LEBANON, Ind. - Hurricane relief continues in the U.S. territory of Puerto Rico, and for 24 hours straight, a production line was dedicated to product that will ship there later this month.
At Skjodt-Barrett Foods, workers piece together retail-ready spouted and non-spouted flexible food pouches.
The company's president and CEO, Dan Skjodt said he wanted to help people there after a family friend told him about the destruction he saw on a visit there after the hurricanes had ripped through the area.
"A friend's wife is a Puerto Rico native," said Skjodt. "They are still working under horrific conditions, no water, no communication. Food is a challenge.”

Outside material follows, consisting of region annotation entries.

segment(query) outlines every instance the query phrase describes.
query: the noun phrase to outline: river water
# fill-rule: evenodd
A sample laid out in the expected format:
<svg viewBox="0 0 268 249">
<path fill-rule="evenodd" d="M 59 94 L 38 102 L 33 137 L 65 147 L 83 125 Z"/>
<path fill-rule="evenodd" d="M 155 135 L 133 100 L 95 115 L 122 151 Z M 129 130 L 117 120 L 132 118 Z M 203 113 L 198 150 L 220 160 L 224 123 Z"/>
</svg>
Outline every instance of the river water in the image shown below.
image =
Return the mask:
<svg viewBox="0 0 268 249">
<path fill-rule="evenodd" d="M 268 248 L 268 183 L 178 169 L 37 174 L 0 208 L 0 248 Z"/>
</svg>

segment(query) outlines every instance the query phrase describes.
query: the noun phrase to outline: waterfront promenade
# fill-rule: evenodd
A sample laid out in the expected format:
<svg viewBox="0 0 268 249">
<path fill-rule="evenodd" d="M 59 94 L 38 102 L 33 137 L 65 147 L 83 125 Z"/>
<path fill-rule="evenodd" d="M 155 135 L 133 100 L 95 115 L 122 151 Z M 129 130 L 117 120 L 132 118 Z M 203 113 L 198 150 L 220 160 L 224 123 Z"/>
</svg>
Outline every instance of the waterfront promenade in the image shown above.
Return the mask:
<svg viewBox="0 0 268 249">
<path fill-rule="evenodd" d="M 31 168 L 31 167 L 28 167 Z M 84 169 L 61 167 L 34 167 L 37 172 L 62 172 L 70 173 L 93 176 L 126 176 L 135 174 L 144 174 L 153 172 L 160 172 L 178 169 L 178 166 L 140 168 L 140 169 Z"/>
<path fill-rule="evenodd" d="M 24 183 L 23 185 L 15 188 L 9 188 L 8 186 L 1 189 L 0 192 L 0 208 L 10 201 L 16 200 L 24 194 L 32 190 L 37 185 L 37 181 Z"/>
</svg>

The work started Friday at 3 a.m. Employees volunteered to work four hours, some before and others after their regular shift. There's roughly 20 workers for each of the six shifts over the day. The 120 volunteers in Lebanon will make 150,000 pouches. The company owns another plant around Toronto, Ontario, which will produce another 150,000 pouches.
“There are 175,000 children under the age of four and half of them living in poverty so there is still a huge need for support at this point," said Skjodt.
The pouches should be a good fit, as the product is targeted for children.
“It’s a blend of fruits, vegetables, and oats," said Skjodt. The company is putting together a pouch made by Plum Organics. “It's for any children over six months to right up to seniors. It’s a nutritional snack for any age group really, but we are hoping to focus in on the toddlers that really need it for their development.”
The company was able to make the contribution thanks to some donations. It's also getting help from the Lebanon Rotary Club, which has partnered with 21 different rotary groups in Puerto Rico to help distribute the product once it arrives.
Skjodt said the product has to be inspected for ten days before it can ship out. He expected it to arrive right around Thanksgiving Day.